REVIEW – The Outdoor Vitals Dominion 1-person tent is light, compact and easy to set up, but beware if you’re not a smaller person, have a sizeable canine companion or you want your gear inside the tent with you.
What is it?
In a hair under 3 pounds, this tent package includes everything you need for a solo overnight in the elements, including your footprint and rainfly. It packs and unpacks easily, with adjustable ties.
What’s in the box?
- Tent bag packed with tent body, rainfly, pole and stakes
- Small sack with footprint
- Packing slip and marketing materials
Packed Weight: 2 lb 14 oz
- Fly: 15.8 oz
- Tent Body: 13.4 oz
- Foot Print: 4.3 oz
- Poles: 12.2 oz
- Stakes: 2.1
Ultralight Mode: 2 lbs (rainfly, poles, footprint)
Poles: 9mm aluminum
Peak Height: 35″
Floor Dimensions: 85″ x 32″ x 28″
Pack Size: 5″ x 5″ x 20″
Design and features
My son, Mason, is gearing up for his two weeks at camp this June. He’s more of a hammock-under-the-stars kind of guy (or bunk-under-a-roof if it’s raining) but his camp also does spontaneous overnights to go rock climbing, caving and other adventures. Last year, he did a two-day, 20-mile canoe trip and camped on a sandbar midway through. For excursions like that, he’s been in the market for a 1-person tent.
It was immediately clear that this tent is super lightweight. If you’re backpacking or need to haul your gear for any length of time, this is certainly a tent to consider. We also found it convenient that everything you needed was right there: the tent, rainfly, pole and stakes in one bag, plus a smaller bag with the footprint that could easily fit inside the larger bag.
Admittedly, I’m not a big camper but I’ve had some outdoor experience. When we emptied the contents of this tent, we thought we could just wing it … but when we realized there was only ONE pole, we retreated back to the house to look up instructions on YouTube. (Our tent didn’t include instructions.)
After watching a video of the 2-person Outdoor Vitals Dominion tent, we learned that you just lie out the footprint with the mesh body of the tent on top, and set the pole up over it, then clip the pole into place. That might seem obvious to more experienced campers or anyone who’s used a single-pole system before! Of course, once we did it, it did seem pretty simple.
The rain-fly fit right over, just make sure to line up the doors. Then you just stake it up. Unzip the doors and toggle them up if you like. And voila! Shelter for the night.

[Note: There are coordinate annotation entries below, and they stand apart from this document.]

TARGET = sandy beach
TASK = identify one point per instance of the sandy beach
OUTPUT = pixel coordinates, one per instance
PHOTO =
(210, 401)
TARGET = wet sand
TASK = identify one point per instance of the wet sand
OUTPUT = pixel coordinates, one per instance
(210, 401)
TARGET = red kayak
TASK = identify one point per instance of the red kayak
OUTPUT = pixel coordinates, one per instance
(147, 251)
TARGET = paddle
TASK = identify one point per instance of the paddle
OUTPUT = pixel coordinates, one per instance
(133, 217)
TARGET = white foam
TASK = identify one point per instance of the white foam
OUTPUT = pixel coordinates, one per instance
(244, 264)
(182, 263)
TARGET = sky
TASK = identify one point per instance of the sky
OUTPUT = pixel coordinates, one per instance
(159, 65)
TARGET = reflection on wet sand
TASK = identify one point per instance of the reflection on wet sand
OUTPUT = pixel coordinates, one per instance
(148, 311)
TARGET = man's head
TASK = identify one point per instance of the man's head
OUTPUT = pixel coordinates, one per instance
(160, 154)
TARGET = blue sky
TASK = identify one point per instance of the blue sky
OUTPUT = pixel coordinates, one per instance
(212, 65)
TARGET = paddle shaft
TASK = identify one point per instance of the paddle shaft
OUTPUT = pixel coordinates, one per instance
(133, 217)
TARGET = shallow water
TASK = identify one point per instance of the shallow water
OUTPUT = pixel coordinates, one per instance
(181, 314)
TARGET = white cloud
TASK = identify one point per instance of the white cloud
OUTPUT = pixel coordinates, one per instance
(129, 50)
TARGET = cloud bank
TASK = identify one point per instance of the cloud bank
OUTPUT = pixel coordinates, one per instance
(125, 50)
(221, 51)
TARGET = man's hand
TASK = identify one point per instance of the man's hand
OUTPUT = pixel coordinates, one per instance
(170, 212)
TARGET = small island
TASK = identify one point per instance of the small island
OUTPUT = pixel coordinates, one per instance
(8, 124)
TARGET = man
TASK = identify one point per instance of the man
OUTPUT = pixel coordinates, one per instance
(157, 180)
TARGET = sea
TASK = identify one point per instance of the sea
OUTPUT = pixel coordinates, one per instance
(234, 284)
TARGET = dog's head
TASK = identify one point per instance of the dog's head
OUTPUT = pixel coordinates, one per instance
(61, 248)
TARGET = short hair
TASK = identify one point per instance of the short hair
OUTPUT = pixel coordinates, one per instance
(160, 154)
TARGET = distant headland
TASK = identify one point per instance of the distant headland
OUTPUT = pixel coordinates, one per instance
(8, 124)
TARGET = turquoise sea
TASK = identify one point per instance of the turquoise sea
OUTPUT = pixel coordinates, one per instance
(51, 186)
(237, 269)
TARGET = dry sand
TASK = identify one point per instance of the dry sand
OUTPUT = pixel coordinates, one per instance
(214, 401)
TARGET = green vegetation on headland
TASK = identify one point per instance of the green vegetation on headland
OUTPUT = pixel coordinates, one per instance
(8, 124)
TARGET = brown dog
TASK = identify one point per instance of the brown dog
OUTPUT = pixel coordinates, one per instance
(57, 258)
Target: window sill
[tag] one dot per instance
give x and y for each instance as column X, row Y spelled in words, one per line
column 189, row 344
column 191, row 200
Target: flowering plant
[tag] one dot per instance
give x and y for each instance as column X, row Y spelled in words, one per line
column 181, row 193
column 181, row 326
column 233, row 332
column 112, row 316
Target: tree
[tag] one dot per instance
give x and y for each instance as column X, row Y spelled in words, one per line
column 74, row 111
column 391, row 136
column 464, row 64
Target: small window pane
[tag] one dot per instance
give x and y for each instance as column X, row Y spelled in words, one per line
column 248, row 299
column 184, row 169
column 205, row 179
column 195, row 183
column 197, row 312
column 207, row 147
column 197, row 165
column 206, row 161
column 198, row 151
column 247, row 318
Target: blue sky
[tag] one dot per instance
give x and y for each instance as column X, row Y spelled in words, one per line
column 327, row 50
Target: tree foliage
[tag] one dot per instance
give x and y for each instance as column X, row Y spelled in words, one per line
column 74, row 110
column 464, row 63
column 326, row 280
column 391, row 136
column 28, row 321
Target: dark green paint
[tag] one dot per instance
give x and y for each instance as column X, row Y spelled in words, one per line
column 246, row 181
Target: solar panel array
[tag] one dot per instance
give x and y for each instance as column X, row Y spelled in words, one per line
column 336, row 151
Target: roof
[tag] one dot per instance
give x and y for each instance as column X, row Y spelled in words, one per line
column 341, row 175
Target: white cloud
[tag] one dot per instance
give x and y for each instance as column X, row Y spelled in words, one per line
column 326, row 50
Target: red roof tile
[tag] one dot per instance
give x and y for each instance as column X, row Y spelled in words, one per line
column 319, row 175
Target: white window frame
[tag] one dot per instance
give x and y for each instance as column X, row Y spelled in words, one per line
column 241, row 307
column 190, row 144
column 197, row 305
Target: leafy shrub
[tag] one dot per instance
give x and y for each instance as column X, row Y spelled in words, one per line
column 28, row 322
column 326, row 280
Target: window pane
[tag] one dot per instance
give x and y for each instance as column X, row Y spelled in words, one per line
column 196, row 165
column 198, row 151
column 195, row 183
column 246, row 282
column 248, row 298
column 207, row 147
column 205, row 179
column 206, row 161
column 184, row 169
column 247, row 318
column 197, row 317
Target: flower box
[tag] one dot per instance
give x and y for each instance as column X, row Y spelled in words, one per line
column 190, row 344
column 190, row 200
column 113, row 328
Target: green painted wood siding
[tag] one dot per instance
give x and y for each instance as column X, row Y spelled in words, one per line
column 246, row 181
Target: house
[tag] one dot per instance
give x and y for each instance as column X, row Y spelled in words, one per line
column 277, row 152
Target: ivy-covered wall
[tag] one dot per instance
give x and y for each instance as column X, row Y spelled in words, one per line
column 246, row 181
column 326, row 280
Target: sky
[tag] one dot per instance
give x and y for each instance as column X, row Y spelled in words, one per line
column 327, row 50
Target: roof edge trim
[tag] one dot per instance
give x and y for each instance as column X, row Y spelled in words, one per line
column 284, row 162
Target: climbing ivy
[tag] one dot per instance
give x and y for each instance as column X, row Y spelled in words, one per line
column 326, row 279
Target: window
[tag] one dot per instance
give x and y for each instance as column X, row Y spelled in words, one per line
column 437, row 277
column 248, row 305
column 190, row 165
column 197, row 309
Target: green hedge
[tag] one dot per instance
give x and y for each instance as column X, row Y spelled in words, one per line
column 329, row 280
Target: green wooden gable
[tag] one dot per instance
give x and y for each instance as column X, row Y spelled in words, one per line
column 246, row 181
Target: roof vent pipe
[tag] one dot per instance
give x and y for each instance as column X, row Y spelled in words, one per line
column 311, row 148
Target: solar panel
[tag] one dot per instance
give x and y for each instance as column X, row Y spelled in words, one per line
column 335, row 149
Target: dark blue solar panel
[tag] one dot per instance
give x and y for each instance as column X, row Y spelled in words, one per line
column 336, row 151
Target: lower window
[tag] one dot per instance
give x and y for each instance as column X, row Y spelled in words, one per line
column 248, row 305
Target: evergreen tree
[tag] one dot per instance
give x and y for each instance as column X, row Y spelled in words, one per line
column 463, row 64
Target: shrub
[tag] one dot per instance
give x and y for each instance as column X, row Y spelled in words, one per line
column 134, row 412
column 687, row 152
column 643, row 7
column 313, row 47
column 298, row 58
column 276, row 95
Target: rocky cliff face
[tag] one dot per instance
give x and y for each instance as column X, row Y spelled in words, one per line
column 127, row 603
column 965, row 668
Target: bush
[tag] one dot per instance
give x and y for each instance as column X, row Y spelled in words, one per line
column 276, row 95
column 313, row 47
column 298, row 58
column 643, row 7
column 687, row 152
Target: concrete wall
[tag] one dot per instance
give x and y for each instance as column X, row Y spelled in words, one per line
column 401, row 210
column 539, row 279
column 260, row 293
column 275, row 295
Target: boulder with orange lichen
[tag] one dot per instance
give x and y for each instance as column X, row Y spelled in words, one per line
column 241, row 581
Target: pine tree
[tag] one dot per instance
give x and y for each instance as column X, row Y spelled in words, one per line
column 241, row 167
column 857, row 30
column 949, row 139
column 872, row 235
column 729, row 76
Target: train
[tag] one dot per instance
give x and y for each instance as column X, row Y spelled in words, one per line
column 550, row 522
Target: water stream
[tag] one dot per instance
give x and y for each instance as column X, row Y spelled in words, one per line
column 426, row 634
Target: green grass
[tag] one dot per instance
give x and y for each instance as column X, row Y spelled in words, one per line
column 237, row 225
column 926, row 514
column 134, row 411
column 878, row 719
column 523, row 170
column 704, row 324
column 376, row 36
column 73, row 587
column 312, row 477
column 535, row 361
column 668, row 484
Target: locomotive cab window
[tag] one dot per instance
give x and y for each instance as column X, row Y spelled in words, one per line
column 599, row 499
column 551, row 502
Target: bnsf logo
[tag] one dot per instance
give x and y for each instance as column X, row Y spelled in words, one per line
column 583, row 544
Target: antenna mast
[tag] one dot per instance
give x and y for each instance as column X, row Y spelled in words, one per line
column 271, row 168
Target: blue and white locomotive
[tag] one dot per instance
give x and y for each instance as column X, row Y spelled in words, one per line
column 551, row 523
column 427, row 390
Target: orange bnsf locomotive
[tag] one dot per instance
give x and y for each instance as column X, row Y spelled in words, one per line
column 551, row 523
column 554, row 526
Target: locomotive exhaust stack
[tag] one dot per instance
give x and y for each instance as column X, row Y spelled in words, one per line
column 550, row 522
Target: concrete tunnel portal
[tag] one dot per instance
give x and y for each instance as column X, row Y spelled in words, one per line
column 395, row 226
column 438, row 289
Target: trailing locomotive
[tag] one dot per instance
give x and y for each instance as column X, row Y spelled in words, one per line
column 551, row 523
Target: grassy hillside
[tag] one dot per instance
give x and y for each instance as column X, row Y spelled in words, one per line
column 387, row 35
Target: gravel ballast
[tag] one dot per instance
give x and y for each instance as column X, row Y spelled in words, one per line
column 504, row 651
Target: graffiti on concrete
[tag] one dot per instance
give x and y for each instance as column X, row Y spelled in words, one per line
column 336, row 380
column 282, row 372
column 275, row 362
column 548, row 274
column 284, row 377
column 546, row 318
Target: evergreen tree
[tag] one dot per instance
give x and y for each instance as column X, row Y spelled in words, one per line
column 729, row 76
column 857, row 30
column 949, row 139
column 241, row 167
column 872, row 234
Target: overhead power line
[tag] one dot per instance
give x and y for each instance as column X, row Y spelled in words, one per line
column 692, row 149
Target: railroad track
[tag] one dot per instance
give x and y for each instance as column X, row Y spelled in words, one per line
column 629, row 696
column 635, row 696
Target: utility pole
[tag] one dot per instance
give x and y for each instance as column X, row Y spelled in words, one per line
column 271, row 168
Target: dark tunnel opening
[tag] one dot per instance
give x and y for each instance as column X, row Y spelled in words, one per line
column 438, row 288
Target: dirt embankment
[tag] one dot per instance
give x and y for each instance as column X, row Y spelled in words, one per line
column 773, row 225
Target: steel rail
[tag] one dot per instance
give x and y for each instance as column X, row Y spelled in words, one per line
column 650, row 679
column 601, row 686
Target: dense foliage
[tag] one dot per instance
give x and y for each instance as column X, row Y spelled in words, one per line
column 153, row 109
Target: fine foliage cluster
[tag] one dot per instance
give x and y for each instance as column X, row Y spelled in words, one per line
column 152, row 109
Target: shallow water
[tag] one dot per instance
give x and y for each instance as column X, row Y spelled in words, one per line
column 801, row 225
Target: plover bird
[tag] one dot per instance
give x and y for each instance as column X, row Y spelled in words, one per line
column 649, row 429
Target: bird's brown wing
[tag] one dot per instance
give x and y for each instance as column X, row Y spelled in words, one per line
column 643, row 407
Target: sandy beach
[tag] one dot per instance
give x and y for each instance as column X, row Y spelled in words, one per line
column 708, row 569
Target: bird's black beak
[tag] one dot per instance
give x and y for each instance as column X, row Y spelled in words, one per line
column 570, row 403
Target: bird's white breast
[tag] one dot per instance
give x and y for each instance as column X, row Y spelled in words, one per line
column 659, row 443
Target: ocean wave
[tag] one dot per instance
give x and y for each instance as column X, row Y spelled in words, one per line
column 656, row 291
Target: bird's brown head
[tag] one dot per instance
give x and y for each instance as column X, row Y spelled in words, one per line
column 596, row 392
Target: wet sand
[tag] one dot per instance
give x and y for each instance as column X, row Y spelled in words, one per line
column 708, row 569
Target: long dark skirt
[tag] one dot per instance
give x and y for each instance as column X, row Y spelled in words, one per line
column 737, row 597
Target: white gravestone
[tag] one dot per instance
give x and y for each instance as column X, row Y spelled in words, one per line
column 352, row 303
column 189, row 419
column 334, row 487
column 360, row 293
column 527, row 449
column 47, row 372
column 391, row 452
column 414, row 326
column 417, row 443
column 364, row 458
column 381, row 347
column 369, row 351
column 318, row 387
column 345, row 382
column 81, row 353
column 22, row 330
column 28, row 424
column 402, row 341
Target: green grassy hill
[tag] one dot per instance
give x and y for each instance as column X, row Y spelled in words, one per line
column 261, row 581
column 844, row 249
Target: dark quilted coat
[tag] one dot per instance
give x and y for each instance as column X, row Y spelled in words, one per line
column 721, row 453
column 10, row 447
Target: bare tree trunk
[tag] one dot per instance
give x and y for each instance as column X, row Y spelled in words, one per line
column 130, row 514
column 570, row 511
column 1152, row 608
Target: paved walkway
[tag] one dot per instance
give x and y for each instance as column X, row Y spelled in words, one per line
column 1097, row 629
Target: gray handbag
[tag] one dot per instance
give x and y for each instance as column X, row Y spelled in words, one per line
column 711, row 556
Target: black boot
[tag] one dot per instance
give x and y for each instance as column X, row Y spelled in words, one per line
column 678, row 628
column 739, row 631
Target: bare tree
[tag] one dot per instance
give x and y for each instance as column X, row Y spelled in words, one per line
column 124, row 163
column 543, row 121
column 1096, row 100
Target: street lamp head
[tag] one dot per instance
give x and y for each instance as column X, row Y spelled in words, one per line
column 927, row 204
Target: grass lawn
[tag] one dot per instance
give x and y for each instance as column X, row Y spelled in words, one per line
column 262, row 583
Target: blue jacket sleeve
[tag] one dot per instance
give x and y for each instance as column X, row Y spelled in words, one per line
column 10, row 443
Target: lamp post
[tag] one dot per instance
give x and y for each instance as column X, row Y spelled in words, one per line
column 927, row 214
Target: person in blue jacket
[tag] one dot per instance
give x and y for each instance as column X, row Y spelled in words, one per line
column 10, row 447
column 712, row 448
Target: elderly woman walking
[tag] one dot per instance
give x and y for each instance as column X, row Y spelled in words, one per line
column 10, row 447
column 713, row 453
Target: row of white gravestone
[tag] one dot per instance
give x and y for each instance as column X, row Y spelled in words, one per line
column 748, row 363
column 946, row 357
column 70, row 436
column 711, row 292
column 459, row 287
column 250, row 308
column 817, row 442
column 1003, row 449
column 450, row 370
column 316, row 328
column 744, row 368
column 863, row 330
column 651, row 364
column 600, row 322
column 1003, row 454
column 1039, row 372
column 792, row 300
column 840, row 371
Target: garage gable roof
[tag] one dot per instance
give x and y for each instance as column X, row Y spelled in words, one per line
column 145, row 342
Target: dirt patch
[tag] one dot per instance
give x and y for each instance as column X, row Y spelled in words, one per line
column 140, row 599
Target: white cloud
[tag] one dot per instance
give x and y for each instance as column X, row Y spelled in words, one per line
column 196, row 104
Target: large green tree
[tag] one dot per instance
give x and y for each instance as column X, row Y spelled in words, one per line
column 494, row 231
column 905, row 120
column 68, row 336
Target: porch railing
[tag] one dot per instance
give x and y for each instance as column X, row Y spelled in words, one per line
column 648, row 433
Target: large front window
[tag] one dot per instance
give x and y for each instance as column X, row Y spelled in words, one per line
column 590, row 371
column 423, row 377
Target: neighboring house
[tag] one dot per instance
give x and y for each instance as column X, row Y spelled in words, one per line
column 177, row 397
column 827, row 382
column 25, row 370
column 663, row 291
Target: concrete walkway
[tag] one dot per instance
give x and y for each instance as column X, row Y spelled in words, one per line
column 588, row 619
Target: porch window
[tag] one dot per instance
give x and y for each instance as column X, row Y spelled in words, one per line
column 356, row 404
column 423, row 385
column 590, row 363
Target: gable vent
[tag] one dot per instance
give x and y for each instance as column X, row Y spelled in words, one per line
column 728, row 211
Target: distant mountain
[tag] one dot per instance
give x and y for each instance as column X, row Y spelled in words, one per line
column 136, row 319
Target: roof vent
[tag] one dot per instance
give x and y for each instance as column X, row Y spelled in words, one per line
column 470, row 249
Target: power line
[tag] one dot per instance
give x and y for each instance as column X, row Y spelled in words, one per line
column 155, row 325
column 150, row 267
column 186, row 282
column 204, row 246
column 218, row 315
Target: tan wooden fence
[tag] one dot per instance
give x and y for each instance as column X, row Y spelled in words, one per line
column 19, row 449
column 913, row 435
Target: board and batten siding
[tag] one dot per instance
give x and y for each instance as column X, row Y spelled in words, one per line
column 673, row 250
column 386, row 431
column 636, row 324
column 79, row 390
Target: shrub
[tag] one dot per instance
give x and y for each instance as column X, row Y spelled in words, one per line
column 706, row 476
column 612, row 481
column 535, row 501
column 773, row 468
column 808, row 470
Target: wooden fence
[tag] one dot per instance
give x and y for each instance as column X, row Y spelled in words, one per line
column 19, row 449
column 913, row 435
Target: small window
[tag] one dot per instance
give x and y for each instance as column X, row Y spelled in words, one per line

The whole setup took less than 10 minutes. Granted we had three people working on it. But it was also our very first time, and we’d never used a tent like this. Same for taking it down, 10 minutes flat.
I suspect an expert outdoors person could crush our time with very little practice.
The tent was comfortable height-wise for sitting up and having some breathing room. And the airflow was very good.
But lengthwise, it would be extremely tight for a taller, larger (or maybe even average) size person. Mason is 5’9” and our dog, Maya, is 40 pounds. Together they fit snugly. At only 13-years-old, I question if he will be able to use it for camp in 2020. In fact, at the rate he’s growing, even using it in June is questionable.
Due to the space constraints, Mason might have to put his gear outside the mesh. It could probably still fit under the rainfly, but that’s only because he packs very light. For those who want their gear inside the proper tent with them, I’m not sure it would work.
Then again, Mason doesn’t mind the small space and said he could use his gear for a pillow. For me, it’s claustrophobic. So your tolerance for tight quarters is a major factor here. My younger son also tested it. At 5-feet tall and 100 pounds, he was quite comfortable, and with his pillow, blanket and backpack at his feet, he even had a couple of inches to spare.
We didn’t soak it with water, but the ground was wet from a rainstorm the previous day, and you couldn’t feel any dampness inside.
As a side note, I had planned to complain about a lack of pockets or any type of storage spot for your keys, phone and bear spray. Our prior tents had little pockets that zipped into the inside of the door or hung down near the upper seams. However, when I went back and read the specs online, it said there were two pockets in this tent?! I had to set it up a second time before I discovered two sizeable pockets on the inside just about your head, only they’re mesh-on-mesh, therefore see-thru. Once I finally found them, I could fit two books and a water bottle inside, so plenty of room, just keep on searching until you discover them!
What I like
- Very lightweight
- Includes everything you need
What needs to be improved
- A bit more space
- Another pocket on the door would be handy
A light, cleverly designed little tent for those who don’t mind smaller spaces.